El día martes se prenunciaba como complicado, visto lo sucedido el lunes y tras los manifiestos de Buffett, y lo fue para casi todos, menos para el Merval, donde resurgió también un ya viejo recurso, el de hacer presión sobre papeles que gobiernen el ponderado y brindar una imagen global, como la de tal rueda, que no tenía que ver con la realidad más que por obra y gracia de Tenaris y la suba de más de 5 por ciento. El problema es que los recursos artificiales, pretendiendo que el mercado no encuentre su propio nivel, obligan cada vez más y termina pronto. Acaso, debiendo después pagar con una factura toda junta.
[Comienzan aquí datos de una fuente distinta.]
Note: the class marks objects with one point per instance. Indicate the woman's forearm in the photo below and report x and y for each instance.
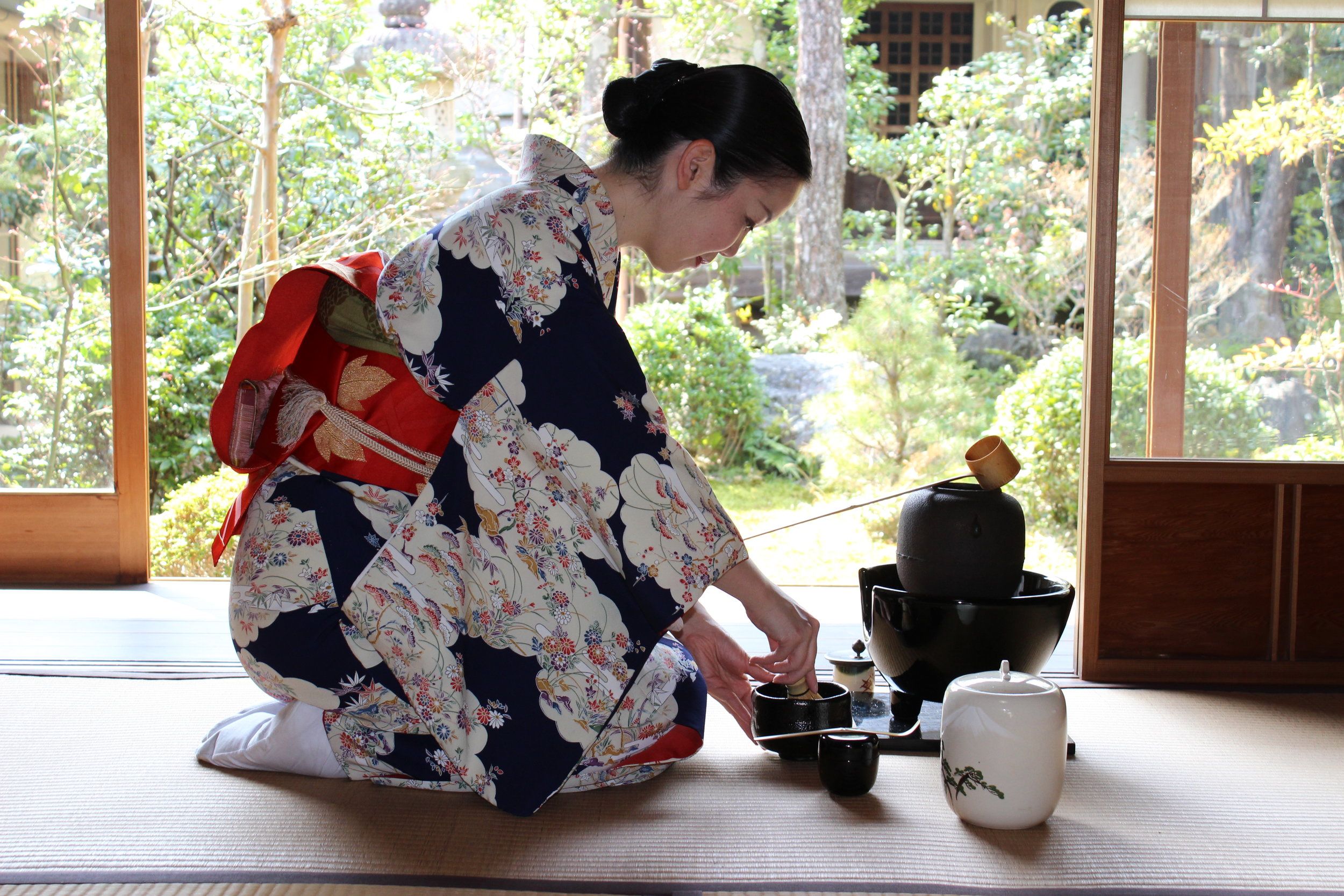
(746, 582)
Decíamos acerca de los diagnósticos de Buffett, que resultaban tan drásticos como, curiosamente, tan sanguinarios contra el mercado, que esto bien podía ser la estrategia de derribar del todo, bien abajo, para salir a comprar a cuatro manos, cuando la gente se asusta mucho más. Es como cuando sucede al revés, que la Bolsa sube y sube y aparecen voces reconocidas que aseguran que «todavía está muy barato» ( preparando el terreno para clavar posiciones). Todo es lo que es y también lo que aparentan que es. Y hay que asumirlo.